In my app I need to watch a directory for new files. The amount of traffic is very large and there are going to be a minimum of hundreds of new files per second appearing. Currently I'm using a busy loop with this kind of idea:
while True:
time.sleep(0.2)
if len(os.listdir('.')) > 0:
# do stuff
After running profiling I'm seeing a lot of time spent in the sleep, and I'm wondering if I should change this to use polling instead.
I'm trying to use one of the available classes in select
to poll my directory, but I'm not sure if it actually works, or if I'm just doing it wrong.

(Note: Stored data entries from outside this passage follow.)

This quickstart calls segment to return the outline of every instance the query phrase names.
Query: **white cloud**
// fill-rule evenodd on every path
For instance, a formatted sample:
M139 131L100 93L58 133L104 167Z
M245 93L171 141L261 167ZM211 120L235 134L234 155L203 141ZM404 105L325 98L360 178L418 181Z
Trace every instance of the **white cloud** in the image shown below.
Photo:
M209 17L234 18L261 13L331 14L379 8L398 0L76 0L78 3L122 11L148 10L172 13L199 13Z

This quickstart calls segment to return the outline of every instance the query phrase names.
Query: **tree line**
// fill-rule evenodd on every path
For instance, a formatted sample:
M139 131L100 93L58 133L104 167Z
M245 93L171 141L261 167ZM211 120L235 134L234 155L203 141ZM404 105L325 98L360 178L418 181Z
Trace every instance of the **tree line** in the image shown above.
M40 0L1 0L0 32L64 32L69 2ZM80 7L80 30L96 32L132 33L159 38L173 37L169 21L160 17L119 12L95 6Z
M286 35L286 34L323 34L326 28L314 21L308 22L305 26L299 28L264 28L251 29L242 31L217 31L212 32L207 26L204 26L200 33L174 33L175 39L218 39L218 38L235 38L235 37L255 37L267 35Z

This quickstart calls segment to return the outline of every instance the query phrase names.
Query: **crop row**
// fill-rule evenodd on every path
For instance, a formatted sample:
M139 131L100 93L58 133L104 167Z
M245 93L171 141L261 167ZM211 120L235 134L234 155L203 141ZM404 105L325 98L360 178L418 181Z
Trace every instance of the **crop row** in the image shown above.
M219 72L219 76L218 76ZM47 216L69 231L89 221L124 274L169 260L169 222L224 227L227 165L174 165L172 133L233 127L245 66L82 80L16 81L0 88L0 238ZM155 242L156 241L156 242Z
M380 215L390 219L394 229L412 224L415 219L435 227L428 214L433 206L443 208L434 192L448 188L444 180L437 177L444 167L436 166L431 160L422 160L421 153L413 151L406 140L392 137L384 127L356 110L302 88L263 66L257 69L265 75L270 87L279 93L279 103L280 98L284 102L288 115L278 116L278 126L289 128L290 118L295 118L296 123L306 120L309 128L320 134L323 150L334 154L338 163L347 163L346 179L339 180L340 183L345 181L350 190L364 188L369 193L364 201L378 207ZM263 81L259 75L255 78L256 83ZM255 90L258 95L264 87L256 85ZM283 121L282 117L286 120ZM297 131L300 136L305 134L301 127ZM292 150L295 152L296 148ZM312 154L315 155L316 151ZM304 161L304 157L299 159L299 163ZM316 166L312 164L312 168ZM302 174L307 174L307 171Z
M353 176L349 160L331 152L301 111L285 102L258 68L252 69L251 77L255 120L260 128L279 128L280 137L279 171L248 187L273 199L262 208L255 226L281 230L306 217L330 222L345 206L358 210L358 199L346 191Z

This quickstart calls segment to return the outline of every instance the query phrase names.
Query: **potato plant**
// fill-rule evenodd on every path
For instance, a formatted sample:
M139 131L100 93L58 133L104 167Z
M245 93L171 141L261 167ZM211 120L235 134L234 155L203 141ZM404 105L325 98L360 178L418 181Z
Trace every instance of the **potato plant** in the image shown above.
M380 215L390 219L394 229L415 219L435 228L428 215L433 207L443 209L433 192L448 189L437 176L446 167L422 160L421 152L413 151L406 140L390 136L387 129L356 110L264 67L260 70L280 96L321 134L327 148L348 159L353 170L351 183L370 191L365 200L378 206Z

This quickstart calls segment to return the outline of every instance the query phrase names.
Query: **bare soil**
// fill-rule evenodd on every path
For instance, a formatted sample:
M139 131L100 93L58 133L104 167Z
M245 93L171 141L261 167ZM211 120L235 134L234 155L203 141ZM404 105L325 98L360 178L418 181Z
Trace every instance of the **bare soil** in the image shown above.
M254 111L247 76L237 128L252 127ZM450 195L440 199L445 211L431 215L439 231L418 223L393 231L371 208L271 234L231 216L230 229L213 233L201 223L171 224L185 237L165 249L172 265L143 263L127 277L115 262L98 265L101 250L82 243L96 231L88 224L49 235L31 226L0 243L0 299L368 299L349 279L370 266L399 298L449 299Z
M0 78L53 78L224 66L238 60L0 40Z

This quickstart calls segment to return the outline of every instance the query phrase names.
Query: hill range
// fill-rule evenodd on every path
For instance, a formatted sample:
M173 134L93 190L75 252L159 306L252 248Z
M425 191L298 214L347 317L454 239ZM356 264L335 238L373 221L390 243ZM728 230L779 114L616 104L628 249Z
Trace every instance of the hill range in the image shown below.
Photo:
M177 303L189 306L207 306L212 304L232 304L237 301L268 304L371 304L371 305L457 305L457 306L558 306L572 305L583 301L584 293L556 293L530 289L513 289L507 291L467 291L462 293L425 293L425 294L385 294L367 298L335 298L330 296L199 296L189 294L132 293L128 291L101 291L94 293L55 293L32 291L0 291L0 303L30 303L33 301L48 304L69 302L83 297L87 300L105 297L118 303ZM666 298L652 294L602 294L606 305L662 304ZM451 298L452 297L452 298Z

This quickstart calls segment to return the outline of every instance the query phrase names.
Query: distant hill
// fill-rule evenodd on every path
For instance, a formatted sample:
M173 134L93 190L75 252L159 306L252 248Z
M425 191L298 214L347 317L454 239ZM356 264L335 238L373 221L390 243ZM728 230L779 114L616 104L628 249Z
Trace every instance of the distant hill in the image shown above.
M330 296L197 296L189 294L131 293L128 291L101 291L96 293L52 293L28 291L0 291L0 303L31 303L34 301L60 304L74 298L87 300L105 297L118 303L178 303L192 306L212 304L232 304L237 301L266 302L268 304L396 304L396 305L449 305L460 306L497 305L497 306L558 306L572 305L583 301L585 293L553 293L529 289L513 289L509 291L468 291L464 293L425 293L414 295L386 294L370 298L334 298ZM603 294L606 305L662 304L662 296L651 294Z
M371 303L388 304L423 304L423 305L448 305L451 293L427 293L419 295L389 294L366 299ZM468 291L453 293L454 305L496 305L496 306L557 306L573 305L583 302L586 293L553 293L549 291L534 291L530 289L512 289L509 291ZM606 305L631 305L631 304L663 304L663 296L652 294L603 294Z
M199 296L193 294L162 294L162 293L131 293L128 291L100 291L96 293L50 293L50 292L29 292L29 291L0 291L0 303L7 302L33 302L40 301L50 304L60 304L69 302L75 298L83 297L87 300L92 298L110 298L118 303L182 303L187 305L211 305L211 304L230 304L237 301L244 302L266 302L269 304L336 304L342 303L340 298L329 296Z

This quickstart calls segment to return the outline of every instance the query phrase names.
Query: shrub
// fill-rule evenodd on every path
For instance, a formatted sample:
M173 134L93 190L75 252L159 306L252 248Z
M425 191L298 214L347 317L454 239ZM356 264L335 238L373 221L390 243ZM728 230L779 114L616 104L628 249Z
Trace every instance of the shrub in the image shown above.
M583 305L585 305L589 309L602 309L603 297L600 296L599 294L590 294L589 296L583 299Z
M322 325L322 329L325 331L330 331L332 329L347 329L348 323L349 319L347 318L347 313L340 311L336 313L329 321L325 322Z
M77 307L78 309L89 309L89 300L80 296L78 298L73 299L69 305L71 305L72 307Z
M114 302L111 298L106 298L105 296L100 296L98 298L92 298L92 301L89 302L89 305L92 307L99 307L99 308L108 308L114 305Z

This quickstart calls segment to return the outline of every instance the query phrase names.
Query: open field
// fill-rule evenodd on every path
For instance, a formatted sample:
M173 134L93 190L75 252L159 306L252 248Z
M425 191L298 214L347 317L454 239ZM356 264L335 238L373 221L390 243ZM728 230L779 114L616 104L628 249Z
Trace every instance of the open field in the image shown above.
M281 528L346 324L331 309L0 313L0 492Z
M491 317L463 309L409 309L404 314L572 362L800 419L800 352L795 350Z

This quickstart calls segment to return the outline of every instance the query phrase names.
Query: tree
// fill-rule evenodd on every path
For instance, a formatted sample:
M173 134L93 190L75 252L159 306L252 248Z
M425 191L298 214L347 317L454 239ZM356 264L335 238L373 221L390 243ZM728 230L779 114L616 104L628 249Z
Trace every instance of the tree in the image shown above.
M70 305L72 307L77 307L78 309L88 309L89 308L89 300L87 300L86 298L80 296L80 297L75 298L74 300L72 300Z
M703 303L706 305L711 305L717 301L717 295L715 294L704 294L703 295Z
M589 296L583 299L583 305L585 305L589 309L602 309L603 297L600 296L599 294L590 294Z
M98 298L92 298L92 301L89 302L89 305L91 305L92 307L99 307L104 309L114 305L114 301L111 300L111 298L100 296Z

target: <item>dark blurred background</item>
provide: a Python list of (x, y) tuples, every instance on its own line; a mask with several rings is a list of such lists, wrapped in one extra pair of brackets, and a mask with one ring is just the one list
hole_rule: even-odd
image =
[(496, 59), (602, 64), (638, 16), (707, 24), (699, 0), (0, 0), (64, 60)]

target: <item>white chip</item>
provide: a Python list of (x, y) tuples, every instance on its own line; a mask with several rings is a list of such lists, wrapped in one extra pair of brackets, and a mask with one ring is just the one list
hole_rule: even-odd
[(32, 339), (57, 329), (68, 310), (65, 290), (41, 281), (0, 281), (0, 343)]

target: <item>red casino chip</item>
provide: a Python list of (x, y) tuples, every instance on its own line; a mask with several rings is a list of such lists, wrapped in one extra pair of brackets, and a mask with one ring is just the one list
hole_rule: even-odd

I get an fd for my directory with:
fd = os.open('.', os.O_DIRECT)
I've then tried several methods to see when the directory changes. As an example, one of the things I tried was:
poll = select.poll()
poll.register(fd, select.POLLIN)
poll.poll() # returns (fd, 1) meaning 'ready to read'
os.read(fd, 4096) # prints largely gibberish but i can see that i'm pulling the files/folders contained in the directory at least
poll.poll() # returns (fd, 1) again
os.read(fd, 4096) # empty string - no more data
Why is poll() acting like there is more information to read? I assumed that it would only do that if something had changed in the directory.
Is what I'm trying to do here even possible?
If not, is there any other better alternative to while True: look for changes
?